Saturday, April 25, 2009

Another Record Year!

Speaking of loading up on guns...the burgeoning weaponry-exportation sector continues to be the one bright spot in an otherwise bleak American economy.

In 2008, a year when more than 7,000 Mexicans were killed in drug violence, a record number of weapons confiscated in Mexico were traced to U.S. retailers, the largest percentage of them in Texas, according to the latest available government data obtained by the San Antonio Express-News.

The number of traced firearms — 12,073 — is more than double the previous two years combined, the U.S. Bureau of Alcohol, Tobacco, Firearms and Explosives reported.

We're under no illusions that this will stop the NRA/Fox News from peddling their dubious "17 percent" nonsense - and indeed, the ATF report doesn't specifically address it - but,

ATF officials, including Webb, acknowledge that the 90 percent figure represents only weapons that were traced. But he said the number — judging by his own 33 years' experience and ATF agent visits inside Mexican vaults holding seized guns — tells him that a majority of the untraced weapons are from the U.S. Webb said he produced a 1991 report on Mexican crime guns that, after tracing those listed in Mexican record books, found that a large majority even then were from the U.S.

“You're not going to have containers of guns coming from a lot of other countries,” Webb said. “Right now, the U.S. is the easiest place and cheapest place for them to buy their guns, and because that's the case, we're their number one source.”

One reason more is not known about the untraced guns is that the Mexican military, which demands custody over all confiscated weapons, has, for reasons of sovereignty, largely refused the ATF access to gun vaults and is not trained enough to identify and pass along the four or five identifiers on each gun required for a successful trace.

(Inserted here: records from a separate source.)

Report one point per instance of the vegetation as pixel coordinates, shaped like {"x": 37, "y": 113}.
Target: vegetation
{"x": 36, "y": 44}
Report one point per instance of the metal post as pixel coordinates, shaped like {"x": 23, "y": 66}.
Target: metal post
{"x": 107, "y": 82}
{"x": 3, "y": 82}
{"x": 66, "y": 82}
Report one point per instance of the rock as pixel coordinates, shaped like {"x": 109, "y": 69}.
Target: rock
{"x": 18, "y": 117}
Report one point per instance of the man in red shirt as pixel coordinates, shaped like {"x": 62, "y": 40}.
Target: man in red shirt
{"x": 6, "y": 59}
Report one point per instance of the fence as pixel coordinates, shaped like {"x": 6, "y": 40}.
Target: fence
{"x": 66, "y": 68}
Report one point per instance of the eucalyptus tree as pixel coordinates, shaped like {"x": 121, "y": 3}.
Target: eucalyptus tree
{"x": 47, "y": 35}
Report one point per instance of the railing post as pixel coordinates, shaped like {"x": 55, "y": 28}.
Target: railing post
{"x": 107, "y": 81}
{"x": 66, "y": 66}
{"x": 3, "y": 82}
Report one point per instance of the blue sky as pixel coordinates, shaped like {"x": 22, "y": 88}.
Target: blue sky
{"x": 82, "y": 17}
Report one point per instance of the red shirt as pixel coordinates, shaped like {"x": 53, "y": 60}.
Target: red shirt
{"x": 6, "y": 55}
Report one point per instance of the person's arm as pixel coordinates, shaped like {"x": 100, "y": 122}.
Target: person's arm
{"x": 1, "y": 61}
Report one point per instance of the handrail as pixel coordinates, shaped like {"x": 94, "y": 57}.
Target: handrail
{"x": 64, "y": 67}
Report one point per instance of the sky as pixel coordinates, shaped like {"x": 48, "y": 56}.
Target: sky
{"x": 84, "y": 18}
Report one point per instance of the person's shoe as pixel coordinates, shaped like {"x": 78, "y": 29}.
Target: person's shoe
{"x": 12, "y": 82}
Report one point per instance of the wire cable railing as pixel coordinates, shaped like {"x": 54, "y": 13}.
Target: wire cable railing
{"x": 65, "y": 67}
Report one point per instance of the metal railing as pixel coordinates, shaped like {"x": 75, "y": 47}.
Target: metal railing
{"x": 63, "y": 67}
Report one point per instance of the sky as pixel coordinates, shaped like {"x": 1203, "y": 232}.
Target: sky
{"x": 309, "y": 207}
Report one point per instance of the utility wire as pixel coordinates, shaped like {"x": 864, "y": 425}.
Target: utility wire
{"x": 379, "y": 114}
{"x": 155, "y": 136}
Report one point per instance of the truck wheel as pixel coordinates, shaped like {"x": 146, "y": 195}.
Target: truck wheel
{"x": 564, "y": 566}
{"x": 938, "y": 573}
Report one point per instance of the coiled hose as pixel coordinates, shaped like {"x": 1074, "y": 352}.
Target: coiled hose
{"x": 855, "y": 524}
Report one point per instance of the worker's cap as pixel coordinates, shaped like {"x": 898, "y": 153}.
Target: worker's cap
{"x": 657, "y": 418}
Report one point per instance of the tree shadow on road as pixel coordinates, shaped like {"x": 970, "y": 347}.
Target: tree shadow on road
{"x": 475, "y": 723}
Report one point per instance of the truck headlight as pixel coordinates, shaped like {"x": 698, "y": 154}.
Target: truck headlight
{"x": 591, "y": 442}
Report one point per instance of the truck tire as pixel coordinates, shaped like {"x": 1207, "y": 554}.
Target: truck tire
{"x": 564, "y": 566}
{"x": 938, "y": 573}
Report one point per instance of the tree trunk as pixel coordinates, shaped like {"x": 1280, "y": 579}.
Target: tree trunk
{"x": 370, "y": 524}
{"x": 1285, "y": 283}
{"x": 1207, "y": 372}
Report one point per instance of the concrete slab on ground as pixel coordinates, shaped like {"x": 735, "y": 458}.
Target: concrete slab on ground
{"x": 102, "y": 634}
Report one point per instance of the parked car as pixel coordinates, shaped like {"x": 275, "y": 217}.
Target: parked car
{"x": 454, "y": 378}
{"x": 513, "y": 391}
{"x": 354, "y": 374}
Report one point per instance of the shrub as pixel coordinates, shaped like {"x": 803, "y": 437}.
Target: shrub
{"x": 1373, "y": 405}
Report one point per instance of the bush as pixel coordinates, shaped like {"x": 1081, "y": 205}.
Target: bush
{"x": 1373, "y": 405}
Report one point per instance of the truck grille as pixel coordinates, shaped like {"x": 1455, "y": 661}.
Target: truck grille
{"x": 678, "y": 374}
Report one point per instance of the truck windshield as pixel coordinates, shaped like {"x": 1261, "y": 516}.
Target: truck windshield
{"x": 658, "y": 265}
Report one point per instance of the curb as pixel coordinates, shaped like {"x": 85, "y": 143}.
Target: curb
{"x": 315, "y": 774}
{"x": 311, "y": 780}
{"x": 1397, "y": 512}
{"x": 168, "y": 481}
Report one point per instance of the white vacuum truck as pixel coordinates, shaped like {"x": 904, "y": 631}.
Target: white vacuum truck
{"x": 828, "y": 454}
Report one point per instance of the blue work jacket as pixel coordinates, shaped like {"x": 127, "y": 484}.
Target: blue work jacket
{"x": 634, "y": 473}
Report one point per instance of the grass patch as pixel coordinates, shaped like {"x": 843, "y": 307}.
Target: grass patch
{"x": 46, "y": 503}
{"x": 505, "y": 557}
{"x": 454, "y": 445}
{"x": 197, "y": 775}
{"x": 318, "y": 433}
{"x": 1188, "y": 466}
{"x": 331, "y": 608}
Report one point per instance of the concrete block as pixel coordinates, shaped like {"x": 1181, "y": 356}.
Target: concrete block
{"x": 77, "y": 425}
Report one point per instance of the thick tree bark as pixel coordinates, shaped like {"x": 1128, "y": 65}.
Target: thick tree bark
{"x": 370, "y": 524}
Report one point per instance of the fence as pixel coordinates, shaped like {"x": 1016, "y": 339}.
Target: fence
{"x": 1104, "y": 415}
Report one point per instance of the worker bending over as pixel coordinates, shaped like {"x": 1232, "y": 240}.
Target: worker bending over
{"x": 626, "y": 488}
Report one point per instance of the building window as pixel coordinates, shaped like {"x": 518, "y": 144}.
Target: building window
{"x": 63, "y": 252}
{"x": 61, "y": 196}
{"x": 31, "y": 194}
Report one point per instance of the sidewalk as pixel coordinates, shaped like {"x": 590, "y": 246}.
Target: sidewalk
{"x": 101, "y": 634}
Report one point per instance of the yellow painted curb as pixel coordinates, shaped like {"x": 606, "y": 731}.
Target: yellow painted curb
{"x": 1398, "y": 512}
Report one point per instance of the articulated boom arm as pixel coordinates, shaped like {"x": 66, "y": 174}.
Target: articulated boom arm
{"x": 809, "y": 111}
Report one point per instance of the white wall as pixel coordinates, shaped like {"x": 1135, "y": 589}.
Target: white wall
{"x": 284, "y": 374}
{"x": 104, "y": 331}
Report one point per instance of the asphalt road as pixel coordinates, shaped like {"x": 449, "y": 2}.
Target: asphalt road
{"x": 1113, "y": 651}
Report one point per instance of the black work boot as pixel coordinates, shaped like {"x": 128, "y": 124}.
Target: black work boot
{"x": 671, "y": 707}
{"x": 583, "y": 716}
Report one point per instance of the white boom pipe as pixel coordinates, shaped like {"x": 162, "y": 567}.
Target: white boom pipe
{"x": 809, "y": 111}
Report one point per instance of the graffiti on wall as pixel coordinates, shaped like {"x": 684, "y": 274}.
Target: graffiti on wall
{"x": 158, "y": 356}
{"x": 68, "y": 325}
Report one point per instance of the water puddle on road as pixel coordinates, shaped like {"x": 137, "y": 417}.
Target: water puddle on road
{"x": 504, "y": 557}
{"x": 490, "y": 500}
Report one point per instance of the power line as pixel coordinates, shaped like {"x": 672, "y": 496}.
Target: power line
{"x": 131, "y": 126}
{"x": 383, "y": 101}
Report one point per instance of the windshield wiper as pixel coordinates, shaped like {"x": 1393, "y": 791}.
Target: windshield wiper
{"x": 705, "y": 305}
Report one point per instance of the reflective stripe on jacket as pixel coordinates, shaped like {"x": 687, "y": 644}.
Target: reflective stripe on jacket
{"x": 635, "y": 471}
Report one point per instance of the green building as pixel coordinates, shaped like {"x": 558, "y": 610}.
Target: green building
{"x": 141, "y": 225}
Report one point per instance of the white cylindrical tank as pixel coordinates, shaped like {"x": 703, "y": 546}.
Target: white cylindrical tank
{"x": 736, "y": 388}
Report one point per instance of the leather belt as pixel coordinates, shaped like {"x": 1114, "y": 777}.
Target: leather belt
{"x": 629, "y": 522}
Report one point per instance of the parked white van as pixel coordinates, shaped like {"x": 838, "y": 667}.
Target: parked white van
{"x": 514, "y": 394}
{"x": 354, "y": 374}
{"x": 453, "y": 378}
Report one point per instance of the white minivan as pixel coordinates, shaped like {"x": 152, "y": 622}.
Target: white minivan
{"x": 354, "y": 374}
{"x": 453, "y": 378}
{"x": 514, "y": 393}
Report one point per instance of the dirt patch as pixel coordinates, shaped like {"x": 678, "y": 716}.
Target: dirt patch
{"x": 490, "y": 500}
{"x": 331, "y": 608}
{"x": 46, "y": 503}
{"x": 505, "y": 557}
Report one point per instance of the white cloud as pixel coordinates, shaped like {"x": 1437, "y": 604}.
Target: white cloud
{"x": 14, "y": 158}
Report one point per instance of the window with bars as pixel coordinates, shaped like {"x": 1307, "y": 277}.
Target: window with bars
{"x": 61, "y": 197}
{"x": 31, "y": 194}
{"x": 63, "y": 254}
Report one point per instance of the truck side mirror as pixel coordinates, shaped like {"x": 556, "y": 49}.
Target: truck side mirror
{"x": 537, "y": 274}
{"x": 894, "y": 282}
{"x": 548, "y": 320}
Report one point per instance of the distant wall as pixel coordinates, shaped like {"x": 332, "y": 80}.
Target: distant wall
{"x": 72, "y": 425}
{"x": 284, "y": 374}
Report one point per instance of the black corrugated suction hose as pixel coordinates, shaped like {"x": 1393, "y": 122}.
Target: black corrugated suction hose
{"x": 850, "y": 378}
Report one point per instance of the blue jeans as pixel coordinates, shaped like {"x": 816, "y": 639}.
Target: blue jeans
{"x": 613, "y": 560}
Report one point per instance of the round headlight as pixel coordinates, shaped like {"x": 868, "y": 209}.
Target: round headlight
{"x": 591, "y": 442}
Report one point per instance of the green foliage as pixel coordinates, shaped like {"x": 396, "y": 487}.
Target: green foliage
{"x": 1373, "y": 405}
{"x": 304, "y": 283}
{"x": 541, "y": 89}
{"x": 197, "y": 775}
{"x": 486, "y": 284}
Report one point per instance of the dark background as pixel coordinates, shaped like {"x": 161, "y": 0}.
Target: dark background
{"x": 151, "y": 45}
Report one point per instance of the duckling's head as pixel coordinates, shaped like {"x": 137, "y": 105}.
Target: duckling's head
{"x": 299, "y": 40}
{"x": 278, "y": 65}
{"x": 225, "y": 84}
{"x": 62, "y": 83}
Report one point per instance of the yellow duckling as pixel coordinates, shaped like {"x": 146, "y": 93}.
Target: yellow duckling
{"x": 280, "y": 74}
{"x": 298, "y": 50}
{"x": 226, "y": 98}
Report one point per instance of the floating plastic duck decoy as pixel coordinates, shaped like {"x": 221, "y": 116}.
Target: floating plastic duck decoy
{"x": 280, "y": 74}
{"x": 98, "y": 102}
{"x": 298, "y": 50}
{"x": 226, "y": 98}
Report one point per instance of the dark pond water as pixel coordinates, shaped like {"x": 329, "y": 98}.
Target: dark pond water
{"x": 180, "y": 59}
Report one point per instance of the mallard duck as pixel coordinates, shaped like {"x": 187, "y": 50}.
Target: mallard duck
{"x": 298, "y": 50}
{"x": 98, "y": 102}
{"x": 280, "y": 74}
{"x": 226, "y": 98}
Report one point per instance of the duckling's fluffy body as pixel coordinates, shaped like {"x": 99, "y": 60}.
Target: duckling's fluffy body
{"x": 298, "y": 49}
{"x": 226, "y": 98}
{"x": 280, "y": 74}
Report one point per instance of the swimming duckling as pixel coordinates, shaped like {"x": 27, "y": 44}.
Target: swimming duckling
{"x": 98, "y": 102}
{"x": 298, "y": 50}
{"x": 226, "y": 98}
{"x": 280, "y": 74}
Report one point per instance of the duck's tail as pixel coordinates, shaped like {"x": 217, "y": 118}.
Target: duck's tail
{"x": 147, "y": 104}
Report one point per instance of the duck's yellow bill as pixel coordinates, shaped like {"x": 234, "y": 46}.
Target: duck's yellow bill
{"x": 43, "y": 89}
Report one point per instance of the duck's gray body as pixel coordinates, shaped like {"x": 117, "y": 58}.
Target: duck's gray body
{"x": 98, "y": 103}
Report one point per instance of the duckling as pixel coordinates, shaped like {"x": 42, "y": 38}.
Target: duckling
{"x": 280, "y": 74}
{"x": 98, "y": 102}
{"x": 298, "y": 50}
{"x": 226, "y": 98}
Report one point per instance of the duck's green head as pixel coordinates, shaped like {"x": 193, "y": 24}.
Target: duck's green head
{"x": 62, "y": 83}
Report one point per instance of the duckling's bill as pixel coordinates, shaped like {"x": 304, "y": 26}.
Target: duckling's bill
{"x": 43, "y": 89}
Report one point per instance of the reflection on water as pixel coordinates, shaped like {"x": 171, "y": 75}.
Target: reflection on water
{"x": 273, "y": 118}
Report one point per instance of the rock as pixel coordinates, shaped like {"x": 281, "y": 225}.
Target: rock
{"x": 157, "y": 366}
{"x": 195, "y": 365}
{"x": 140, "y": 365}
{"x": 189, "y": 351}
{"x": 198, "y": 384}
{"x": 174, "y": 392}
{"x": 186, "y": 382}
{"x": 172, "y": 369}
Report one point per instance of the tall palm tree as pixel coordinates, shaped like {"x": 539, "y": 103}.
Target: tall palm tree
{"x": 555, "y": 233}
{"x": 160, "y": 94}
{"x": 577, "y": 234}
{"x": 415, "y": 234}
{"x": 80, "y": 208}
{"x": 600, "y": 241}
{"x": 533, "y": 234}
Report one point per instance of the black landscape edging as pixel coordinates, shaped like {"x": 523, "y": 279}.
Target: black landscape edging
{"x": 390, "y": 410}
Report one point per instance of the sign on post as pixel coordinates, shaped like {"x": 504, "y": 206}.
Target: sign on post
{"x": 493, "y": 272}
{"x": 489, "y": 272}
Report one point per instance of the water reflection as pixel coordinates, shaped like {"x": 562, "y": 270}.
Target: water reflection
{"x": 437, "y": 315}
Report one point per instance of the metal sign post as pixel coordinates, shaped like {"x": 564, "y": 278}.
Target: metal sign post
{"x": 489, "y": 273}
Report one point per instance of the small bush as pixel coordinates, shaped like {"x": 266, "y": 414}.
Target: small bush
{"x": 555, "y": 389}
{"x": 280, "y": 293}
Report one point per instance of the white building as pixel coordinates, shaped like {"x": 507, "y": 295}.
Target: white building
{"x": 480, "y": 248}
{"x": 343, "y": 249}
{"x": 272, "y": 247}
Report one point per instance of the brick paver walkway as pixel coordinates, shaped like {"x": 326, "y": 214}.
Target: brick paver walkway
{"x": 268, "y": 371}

To compensate, last year the ATF gave Mexico its E-Trace database system and some training to conduct tracings on its own.

It's funny how certain political interests, who generally believe (not entirely without reason) that Mexico can do nothing right, are willing to assume that when it comes to crime scene investigations, Mexico is brilliant enough to have pinpointed every single US-purchased gun in the past five years. In fact, CSI: Mexico City would look a lot like a Keystone Cops film - except, being set in Mexico, there'd be nothing silent about it.

1 comment:

Anonymous said...

hey!!! They just had a 5.7 Richter earthquake. In almost any other region, including California, Italia, Greece, Turkey, China, it would have caused dozens or hundreds of deaths. In Mexico they just stopped their activities for a little while and 5 minutes later they got back to their houses or offices.